BORN FOR TROUBLE: THE FURTHER ADVENTURES OF HAP AND LEONARD by Joe R. Lansdale preview: “Sad Onions”
In celebration of the release of Joe R. Lansdale’s outstanding BORN FOR TROUBLE: THE FURTHER ADVENTURES OF HAP AND LEONARD, Tachyon presents glimpses from the new collection.
“Born for Trouble”—well, you can say that again. Hap and Leonard are a raucous, daredevil duo with more lives each than the proverbial cat, and really, thank goodness for that. Their adventures are a pleasure to follow, the hijinks and shenanigans anchored by the warmth of camaraderie and a steady flow of excellent jokes.”—Stephanie Cha, author of Your House Will Pay
Joe R. Lansdale
Me and Leonard were cruising back from a fishing trip.
We’d been at a cabin Leonard’s boyfriend, Pookie, owned on the lake. Pookie couldn’t make it, but we had the key, and we spent a partial day and a lot of the night sitting in lawn chairs on the cabin’s deck where it over-hung the water, sitting with big glasses of iced tea, now and again casting our fishing lines, hiding during the day under the shadows of our wide-brimmed straw hats, pushing them back on our foreheads at night to feel the cool breeze blowing off the lake, rippling the dark water.
We caught four fish and threw them all back. Those fish would have stories to tell. Hope word didn’t get back to Aquaman. Things might turn nasty.
Of course, the trip wasn’t about fishing, it was about me and Leonard hanging, without distractions, talking. We had been through the mill as of late, and some time off was doing us good, and it probably wasn’t hurting my wife’s feelings either.

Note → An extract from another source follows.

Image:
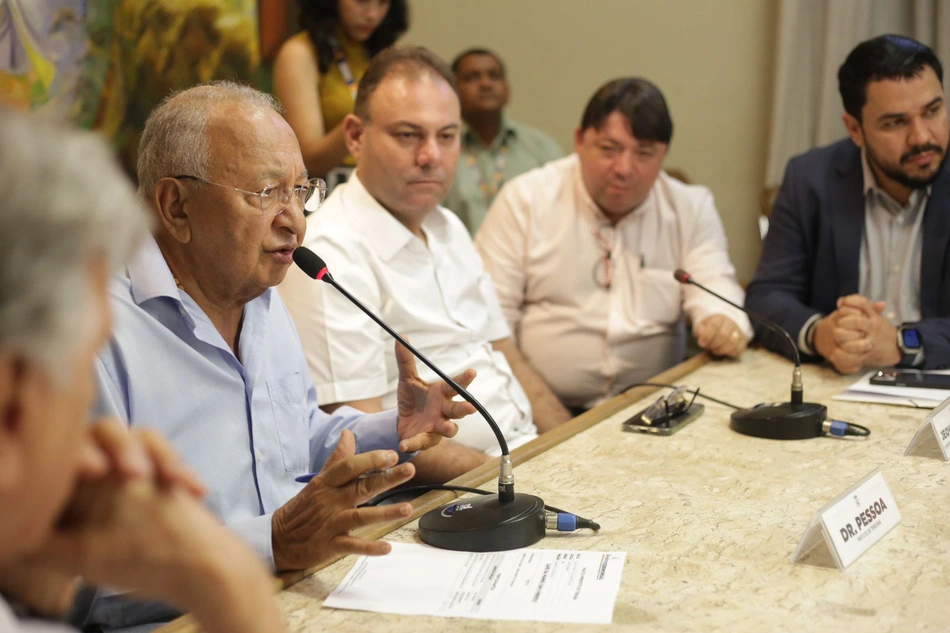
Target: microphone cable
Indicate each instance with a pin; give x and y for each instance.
(563, 517)
(834, 428)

She and my daughter were spending a day doing pretty much the same thing Leonard and I were doing, minus the fish.
Now it was over and it was deep night, and I was driving us home. The moon was a silver slice. Shadows hung from the trees on either side of the narrow road like crepe paper at a funeral. We were fifty or sixty miles from home. I was driving Leonard’s pickup and he was dozing on the passenger side. There were a lot of curves in the road and the headlights danced around the curves. I wasn’t driving real fast, but I wasn’t messing around either. I was ready to be home and in my own bed with Brett.
The road straightened out finally, rose up a hill where the trees were thick on my left and thin on my right. As the truck’s headlights topped the hill a woman showed up in my lane, waving her hands.
I swerved and crossed into the left lane, wheeled around her, found the right lane again, skidded to a tooth-rattling stop that nearly sent me off the edge of the road, where I would have bumped over a short drop of weeds and rocks, and possibly would have fetched up against a barbed-wire fence. If the fence snapped, they might have found us and the pickup wearing a couple of cows.
Leonard came awake with a shout, looked at me. I didn’t say anything. I got out of the truck and rushed back to where the woman stood in the road wringing her hands, crying and yelling, “He’s down there.”
She was pale of skin, had her blonde hair up in a pile. Strands of it had slipped loose and had fallen across her face like leaking vanilla. By moonlight, and I assumed by any light, she had a very nice face. She was carrying a white purse. It was draped over her shoulder by a long strap. She was wearing an expensive looking white dress and had on a silver necklace and matching double bracelets on both wrists; they clattered together like the wagging tail of a rattlesnake. She wasn’t wearing any shoes.
By that time Leonard was with us. His black skin looked like sweat-wet chocolate in the bright moonlight. It was that kind of weather, even late at night.
I said, “I’m going down for a look.”
“I’ll get her out of the road,” Leonard said. “Come on, lady.”
Leonard gently touched her arm, guided her toward his pickup. I watched them go away, him walking slow, her balancing on her naked toes like a ballerina, trying to put as little of her foot on the blacktop as she could manage.
I went down the hill. I could see a white Lincoln at the bottom of it. A ridge of trees stood in front of it, and between the trees I could see the barbed-wire fence that ran behind them. The car was mashed up primarily against a sweetgum tree, though part of an oak had got into the act. White smoke was hissing out from under the hood. The windshield was shattered, but still in place, the front of the Lincoln was as crumpled as an accordion.